Мистер Брамли все еще безуспешно искал способа обстоятельно поговорить с леди Харман наедине и подготовить ее к побегу, когда он узнал из газет о ее выходке на Джейгоу-стрит и о том, что она вскоре предстанет перед Саут-Хэмпсмитским полицейским судом. Он был удивлен. И чем больше он думал об этом, тем сильнее удивлялся.

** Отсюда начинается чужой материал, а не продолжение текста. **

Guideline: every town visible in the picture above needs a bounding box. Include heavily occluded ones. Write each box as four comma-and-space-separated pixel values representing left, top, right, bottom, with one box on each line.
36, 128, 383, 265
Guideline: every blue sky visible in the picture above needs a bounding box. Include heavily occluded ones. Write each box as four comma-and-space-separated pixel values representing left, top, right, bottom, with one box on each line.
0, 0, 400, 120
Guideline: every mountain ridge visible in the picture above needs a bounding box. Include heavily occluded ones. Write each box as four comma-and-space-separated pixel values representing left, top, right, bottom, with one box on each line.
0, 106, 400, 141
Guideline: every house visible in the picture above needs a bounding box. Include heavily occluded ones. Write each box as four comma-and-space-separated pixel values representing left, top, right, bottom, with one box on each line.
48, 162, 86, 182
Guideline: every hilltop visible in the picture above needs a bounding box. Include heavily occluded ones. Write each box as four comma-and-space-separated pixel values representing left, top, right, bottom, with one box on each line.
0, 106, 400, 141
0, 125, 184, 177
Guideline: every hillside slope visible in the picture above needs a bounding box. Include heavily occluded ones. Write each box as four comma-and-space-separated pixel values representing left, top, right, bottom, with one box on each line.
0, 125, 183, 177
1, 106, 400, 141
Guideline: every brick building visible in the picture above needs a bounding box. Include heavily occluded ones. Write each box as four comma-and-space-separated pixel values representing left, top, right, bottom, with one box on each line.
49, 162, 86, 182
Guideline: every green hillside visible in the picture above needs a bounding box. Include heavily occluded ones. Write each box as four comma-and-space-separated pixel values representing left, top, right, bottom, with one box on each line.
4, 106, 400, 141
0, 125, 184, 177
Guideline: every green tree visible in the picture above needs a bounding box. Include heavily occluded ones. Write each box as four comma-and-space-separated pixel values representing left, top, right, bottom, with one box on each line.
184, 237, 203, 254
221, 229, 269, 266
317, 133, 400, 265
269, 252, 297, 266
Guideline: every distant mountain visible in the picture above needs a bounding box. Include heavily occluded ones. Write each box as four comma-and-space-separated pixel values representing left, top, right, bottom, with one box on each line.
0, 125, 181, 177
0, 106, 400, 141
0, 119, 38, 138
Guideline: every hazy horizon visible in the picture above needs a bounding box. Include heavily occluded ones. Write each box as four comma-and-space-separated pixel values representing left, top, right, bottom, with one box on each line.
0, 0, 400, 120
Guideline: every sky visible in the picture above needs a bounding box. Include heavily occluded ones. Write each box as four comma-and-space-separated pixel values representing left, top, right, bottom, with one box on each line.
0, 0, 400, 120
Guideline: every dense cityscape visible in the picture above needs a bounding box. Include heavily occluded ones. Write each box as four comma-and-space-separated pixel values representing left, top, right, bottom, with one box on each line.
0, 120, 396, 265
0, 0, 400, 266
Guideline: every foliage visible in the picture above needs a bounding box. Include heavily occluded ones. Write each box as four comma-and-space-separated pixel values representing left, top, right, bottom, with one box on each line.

Он сразу почувствовал, что избранный ею путь не совсем соответствует тому пути, который он для нее наметил. Он чувствовал себя… обойденным. Словно какая-то стена отделила его от этих событий, хотя он должен был играть в них главную роль. Он не мог понять, почему она это сделала, вместо того чтобы пойти прямо к нему и воспользоваться той благородной помощью, которую - она не могла этого не знать - он всегда готов оказать ей. При всей его доброжелательности эта самонадеянность, это непосредственное соприкосновение с миром казались ему не подобающими женщине и были жесточайшим поруганием его прежних моральных основ. Он хотел понять, в чем тут дело, и, работая локтями, протолкался в дальний, мрачный угол зала суда, чтобы послушать, как будут судить леди Харман. Ему долго пришлось ждать ее появления в душном зале. Судили еще пять или шесть женщин, тоже разбивших окна, они были вульгарны или, во всяком случае, неряшливы с виду. Судья упрекнул их в глупом поступке, и мистер Брамли в душе согласился с ним. Одна из женщин попыталась сказать речь, и это получилось у нее плохо, пискливо…

Когда леди Харман села наконец на скамью подсудимых - странно было видеть ее там, - он постарался пробиться сквозь густую толпу поближе к ней, поймать ее взгляд, поддержать ее своим присутствием. Она дважды взглянула в его сторону, но ничем не показала, что видит его. Его удивило, что она без страха и отвращения, а даже с какой-то заботой смотрела на сэра Айзека. Она была поразительно спокойна. И когда судья заявил, что обязан осудить леди Харман не менее чем на месяц, на ее губах мелькнула едва заметная улыбка. В середине зала виднелось что-то подвижное, похожее на большую помятую коробку из-под конфет, которую швыряет ураган; вот оно повернулось наконец, и мистер Брамли узнал шляпу леди Бич-Мандарин; но хотя он отчаянно махал рукой, ему не удалось обратить на себя внимание этой леди. Впереди стоял какой-то грубый верзила бандитского вида, от которого ужасно пахло конюшней, он совершенно заслонял мистера Брамли да еще злобно обругал его за то, что он "пихается". Мистер Брамли подумал, что отнюдь не поможет леди Харман, если ввяжется в драку с этим бандитом, от которого к тому же так дурно пахнет.

Все это было ужасно!

Когда суд кончился и леди Харман увели, он вышел на улицу и, едва владея собой, поехал к леди Бич-Мандарин.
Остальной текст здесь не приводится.